Набонид осторожно, почти благоговейно ступал по мраморным плитам храма, отполированным умелыми мастерами до зеркального блеска, и с наслаждением вдыхал аромат священных благовоний. Как редко он бывает в обители Вечности! Правитель подошел к сокрытой в таинственном полумраке статуе Нанниру и оглянулся. Храм был пуст. Никто не смел нарушить покой правителя великого города Ура, когда тот разговаривает с богами, даже верховный жрец. Набонид по обычаю преклонил одно колено на предусмотрительно положенную перед алтарем атласную подушку и прикрыл глаза.
Нет, он не молился. Перед ним был всего лишь идол – камень, имеющий некую форму. Правитель за всю свою жизнь даже ни разу не удосужился разглядеть, каков же на самом деле этот бог. Судя по всему, Нанниру не был на него от этого в большой обиде, поскольку пока не насылал на царство Набонида никаких бедствий. Правитель великого Ура не верил в то, что Нанниру может гневаться на него. Набонид не верил, что этот и какой-либо другой бог, живущий в Междуречье, гневается или проявляет благосклонность к людям.

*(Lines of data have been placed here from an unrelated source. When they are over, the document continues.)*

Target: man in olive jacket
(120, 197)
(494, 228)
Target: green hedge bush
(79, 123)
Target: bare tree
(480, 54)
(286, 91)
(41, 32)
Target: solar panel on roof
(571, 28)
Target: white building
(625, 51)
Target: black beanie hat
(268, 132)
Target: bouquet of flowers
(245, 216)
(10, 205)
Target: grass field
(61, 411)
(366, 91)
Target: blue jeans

Боги, которых знал Набонид, всегда молчали и были абсолютно бесстрастны, даже тогда, когда им приносили самые кровавые жертвы или устраивали перед ними грандиозные оргии, («чудеса», которые «творили» жрецы, чтобы позабавить себя и одурачить невежественный народ, не в счет). Набонид давно подозревал, что богам нет дела до страстей человеческих, а в самых потаенных размышлениях даже позволял себе сомневаться в самом их существовании. Поэтому, приходя в храм, правитель никогда не разговаривал с богами. Он вел диалог с самим собой. Храм был местом, где можно было позволить себе непозволительную правителям роскошь, – слышать самого себя. Хотя бы очень короткое время, но все-таки слышать и понимать. И Набонид пользовался такой редкой возможностью. Несколько драгоценных минут проведенных в полном молчании и самосозерцании невозможно переоценить. Здесь обычно приходили самые великие замыслы, решения, казалось бы, безвыходных ситуаций, умиротворенность, возвращалась уверенность в своих силах. Набонид не верил, что все это – дело рук Нанниру. Уверенность приходила не от бесчувственной холодной статуи, стоявшей перед ним, но откуда-то изнутри, из потаенных глубин его утомленной души. Приходило и освещало разум новым сиянием мудрости и силы. Помогало бороться и быть победителем. Нанниру здесь явно был не причем.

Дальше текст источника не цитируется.